Je partage avec les amis le fruit de mes entretiens à Soumy avec l’espoir d’apporter quelques précisions sur la situation militaire ici. Contrairement à mes impressions de départ, la préoccupation majeure n’est pas liée à la prise de la ville – prise qui suppose des moyens bien plus importants que ceux que déploient les Russes pour reprendre, par vagues de missions suicides successives, les villages alentour. Ce qui ne veut pas dire que le front va se stabiliser au Nord-Est et que les choses vont s’arrêter là, tant s’en faut. On peut échouer à prendre une ville importante, mais il est toujours possible de cibler les habitants ou de leur faire vivre un enfer. Il suffit pour cela de faire voler une bonne dizaine de drones kamikazes, et – miracle de la technologie – les voilà contraints de courir sous les arbres ou de passer de cave en cave pour échapper à la mort.

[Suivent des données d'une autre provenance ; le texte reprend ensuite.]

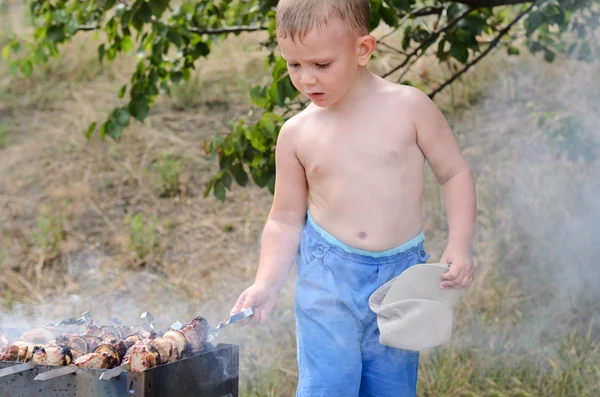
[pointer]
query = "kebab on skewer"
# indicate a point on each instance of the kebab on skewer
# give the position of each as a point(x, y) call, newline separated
point(105, 347)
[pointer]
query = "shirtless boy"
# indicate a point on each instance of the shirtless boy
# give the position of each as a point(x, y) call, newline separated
point(347, 203)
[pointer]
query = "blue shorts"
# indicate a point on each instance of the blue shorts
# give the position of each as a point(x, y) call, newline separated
point(339, 354)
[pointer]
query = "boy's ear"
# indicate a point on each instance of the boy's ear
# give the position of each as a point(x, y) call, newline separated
point(365, 48)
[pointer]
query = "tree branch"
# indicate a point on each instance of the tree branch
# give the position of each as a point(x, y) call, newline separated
point(228, 29)
point(431, 38)
point(490, 3)
point(493, 44)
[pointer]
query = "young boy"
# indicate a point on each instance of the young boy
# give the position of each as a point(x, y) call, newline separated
point(359, 151)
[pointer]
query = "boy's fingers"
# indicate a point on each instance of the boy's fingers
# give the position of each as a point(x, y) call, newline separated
point(254, 320)
point(452, 280)
point(451, 274)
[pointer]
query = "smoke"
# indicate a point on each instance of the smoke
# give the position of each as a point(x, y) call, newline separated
point(533, 144)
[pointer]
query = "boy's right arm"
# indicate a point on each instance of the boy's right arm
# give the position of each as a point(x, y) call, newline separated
point(282, 231)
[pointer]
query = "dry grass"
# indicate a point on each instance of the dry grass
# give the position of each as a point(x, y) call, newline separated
point(525, 328)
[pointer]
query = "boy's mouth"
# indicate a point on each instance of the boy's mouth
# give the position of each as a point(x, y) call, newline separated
point(316, 95)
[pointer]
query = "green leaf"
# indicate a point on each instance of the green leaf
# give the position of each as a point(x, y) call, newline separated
point(126, 44)
point(138, 108)
point(227, 179)
point(259, 96)
point(549, 56)
point(534, 21)
point(219, 191)
point(144, 13)
point(56, 33)
point(90, 130)
point(122, 116)
point(108, 4)
point(113, 129)
point(174, 37)
point(101, 51)
point(513, 51)
point(176, 77)
point(459, 52)
point(26, 68)
point(375, 14)
point(121, 92)
point(240, 175)
point(6, 52)
point(279, 69)
point(157, 7)
point(201, 49)
point(406, 38)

Le safari humain qui se déroule depuis des mois à Kherson nous fournit, sans conteste possible, le meilleur exemple. Cette chasse à l’homme (aujourd’hui bien documentée par les multiples reportages de la journaliste Zarina Zabrisky), présente cet intérêt d’être à la fois un exercice de travaux pratiques (on s’exerce sur des cibles que l’on peut tuer sur le coup, ou, à tout le moins, blesser à vie) et un objet de délassement (il est très amusant de poursuivre un être humain dans les rues, surtout si le drone FPV est muni d’une charge explosive).

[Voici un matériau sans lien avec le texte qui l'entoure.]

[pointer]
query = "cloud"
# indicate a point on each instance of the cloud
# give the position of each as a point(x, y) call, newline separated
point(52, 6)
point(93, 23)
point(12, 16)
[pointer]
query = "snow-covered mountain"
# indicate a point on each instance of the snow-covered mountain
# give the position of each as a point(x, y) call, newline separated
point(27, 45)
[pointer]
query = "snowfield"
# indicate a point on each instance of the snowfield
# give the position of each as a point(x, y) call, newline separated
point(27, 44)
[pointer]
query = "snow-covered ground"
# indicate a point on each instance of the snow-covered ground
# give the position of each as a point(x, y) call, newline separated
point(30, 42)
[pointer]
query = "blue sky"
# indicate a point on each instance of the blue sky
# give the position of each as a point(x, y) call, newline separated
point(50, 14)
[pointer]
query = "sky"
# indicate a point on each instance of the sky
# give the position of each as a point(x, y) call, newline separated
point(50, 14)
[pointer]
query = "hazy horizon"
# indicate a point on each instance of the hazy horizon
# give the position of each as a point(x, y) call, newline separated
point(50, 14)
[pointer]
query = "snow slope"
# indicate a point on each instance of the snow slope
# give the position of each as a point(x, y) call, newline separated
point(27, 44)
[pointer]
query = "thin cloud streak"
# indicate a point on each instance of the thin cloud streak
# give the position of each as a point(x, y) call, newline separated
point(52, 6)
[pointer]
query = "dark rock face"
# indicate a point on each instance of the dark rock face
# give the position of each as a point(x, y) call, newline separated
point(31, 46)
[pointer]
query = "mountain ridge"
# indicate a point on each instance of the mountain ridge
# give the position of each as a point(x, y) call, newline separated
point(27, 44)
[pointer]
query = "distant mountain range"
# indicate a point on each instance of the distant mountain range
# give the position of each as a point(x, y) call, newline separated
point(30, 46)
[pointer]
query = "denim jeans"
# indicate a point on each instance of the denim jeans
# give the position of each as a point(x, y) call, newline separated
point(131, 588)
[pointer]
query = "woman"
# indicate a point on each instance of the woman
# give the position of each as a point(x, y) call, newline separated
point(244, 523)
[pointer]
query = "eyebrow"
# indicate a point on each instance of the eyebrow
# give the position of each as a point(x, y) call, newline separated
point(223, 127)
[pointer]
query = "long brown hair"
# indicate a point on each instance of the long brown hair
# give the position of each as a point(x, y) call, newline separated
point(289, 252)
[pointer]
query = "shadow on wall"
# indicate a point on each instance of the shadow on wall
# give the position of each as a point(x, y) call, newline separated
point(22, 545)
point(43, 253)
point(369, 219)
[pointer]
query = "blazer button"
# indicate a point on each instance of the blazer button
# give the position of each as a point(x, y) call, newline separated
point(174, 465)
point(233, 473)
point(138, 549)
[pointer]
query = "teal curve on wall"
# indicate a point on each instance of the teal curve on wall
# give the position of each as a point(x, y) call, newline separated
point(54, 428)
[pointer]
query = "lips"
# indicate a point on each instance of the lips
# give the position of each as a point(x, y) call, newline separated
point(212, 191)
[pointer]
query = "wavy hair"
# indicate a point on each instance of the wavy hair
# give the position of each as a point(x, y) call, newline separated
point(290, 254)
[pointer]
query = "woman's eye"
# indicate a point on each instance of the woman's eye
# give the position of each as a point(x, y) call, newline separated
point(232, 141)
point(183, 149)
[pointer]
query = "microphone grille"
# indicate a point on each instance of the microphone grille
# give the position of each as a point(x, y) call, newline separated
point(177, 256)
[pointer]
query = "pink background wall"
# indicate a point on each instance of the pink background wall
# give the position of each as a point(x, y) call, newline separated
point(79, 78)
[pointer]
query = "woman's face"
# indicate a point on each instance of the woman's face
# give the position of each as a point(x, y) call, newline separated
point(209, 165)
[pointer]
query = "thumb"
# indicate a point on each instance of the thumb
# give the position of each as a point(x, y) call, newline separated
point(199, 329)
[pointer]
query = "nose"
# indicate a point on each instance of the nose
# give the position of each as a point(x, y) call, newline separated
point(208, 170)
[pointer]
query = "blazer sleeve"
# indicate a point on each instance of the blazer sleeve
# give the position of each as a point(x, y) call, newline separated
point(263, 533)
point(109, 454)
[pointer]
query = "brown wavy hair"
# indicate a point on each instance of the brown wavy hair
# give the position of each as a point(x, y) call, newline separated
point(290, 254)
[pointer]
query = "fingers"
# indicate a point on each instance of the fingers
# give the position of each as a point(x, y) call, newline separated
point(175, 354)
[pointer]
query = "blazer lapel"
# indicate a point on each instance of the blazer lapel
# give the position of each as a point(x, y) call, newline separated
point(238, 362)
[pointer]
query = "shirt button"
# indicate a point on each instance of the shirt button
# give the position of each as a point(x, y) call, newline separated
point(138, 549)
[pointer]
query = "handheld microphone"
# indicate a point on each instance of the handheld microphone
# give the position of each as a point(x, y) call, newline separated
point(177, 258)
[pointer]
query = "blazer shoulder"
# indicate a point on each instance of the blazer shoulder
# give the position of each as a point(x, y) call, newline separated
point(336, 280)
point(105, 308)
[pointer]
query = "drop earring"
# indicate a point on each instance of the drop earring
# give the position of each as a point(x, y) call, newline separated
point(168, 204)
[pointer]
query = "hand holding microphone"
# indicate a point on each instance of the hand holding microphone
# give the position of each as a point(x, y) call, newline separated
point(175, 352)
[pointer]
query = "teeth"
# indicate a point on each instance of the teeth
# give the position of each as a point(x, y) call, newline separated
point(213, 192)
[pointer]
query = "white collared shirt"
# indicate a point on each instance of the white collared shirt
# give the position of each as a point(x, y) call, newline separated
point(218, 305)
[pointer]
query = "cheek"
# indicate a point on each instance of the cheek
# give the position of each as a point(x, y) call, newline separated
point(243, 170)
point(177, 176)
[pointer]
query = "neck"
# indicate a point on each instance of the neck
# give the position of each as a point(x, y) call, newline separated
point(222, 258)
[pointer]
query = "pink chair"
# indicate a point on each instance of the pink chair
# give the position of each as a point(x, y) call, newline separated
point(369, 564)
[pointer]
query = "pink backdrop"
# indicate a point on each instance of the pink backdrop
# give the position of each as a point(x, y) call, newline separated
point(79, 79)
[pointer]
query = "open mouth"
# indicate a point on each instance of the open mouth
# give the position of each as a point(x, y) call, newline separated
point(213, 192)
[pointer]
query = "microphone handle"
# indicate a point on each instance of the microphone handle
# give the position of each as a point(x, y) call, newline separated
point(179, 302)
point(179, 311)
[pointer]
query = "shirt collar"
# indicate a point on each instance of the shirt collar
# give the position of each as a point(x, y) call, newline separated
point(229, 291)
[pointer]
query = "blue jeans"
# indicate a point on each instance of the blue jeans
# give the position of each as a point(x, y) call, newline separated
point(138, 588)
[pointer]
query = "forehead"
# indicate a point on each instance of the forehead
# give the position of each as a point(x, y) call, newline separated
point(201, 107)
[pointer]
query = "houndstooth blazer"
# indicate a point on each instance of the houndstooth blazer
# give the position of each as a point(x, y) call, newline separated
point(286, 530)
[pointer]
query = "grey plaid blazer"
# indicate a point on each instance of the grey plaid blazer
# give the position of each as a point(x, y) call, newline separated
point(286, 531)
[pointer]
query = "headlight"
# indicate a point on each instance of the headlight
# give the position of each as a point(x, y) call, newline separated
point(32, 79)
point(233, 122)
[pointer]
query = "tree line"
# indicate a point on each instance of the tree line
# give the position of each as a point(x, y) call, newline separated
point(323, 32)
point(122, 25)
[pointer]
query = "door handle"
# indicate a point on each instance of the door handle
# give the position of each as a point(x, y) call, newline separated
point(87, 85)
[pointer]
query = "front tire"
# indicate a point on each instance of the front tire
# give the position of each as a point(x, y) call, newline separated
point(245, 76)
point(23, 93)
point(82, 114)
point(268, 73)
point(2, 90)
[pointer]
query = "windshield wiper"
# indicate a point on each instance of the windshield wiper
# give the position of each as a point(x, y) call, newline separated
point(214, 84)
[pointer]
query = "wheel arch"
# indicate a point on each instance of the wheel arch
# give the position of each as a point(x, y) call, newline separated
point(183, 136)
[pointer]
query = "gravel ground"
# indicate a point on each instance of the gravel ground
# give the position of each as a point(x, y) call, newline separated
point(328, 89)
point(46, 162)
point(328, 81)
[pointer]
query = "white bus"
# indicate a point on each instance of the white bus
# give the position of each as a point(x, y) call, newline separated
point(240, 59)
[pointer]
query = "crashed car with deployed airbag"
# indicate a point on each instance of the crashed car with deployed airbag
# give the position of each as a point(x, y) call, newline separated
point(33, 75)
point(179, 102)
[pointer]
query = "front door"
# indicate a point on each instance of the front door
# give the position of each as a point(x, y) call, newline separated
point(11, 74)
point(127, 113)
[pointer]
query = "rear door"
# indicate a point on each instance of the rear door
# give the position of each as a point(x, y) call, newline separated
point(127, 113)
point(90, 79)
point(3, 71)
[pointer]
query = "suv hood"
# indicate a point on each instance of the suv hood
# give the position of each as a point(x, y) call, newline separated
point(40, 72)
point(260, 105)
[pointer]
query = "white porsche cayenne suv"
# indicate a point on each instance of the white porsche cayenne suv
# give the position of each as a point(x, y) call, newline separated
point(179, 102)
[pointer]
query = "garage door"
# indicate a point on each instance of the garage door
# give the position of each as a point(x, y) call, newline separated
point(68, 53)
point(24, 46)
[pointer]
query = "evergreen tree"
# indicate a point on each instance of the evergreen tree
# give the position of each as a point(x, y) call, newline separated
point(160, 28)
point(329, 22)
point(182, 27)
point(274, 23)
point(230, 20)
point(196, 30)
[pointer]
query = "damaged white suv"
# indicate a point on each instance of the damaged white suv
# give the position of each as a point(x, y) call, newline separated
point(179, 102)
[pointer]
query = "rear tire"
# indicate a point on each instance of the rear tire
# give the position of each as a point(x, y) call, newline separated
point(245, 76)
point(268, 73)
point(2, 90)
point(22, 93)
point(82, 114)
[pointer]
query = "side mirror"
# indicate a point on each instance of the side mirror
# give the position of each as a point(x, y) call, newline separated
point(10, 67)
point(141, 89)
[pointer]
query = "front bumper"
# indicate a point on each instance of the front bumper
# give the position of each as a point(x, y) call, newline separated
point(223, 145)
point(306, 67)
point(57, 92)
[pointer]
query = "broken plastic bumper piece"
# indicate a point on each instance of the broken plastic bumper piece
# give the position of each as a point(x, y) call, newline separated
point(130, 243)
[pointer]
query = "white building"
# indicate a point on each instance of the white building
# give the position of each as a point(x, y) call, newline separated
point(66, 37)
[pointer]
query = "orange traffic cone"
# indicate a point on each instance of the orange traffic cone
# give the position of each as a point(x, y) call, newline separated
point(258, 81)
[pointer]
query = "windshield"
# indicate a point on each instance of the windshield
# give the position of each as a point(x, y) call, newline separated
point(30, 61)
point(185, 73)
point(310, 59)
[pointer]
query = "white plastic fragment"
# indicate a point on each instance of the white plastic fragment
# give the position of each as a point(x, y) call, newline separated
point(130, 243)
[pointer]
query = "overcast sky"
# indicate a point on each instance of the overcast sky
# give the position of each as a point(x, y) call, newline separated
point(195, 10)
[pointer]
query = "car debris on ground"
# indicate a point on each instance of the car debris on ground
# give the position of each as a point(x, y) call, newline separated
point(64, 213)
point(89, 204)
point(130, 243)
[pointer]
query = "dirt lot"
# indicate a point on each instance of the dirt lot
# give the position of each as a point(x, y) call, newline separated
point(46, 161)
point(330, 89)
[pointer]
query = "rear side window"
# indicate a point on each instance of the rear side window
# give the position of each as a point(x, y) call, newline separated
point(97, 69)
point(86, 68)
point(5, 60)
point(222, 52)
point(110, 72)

Bien qu’un tel scénario soit tout à fait envisageable ici (un premier drone est tombé, sans faire de dégâts, au milieu de Sorobna – l’une des rues centrales de la ville), le plus important est ce qui différencie les deux théâtres. Kherson est défendue par un fleuve – alors que Soumy ne l’est pas. Soumy est entourée par une forêt, et c’est sur cette forêt que, au niveau tactique, tout se joue. Le combat en forêt n’a rien à voir avec l’engagement en terrain découvert. Un drone est d’une efficacité redoutable dans une zone dénuée d’obstacles, mais, de même qu’il est inutilisable sous la pluie, il devient inopérant au beau milieu des arbres. Là, le nombre l’emporte – et c’est justement sur le nombre que les Russes entendent, tout à fait classiquement, remporter la guerre (primauté de la masse sur la finesse tactique, pour parler comme les militaires). Il se trouve que Soumy est entourée d’une vaste forêt. Il se trouve que des champs séparent encore les villages conquis et les positions ukrainiennes. Surveillés comme le lait sur le feu, entièrement minés, c’est sur ces quelques lopins de terre balayés par la pluie que se jouera demain le destin de la ville.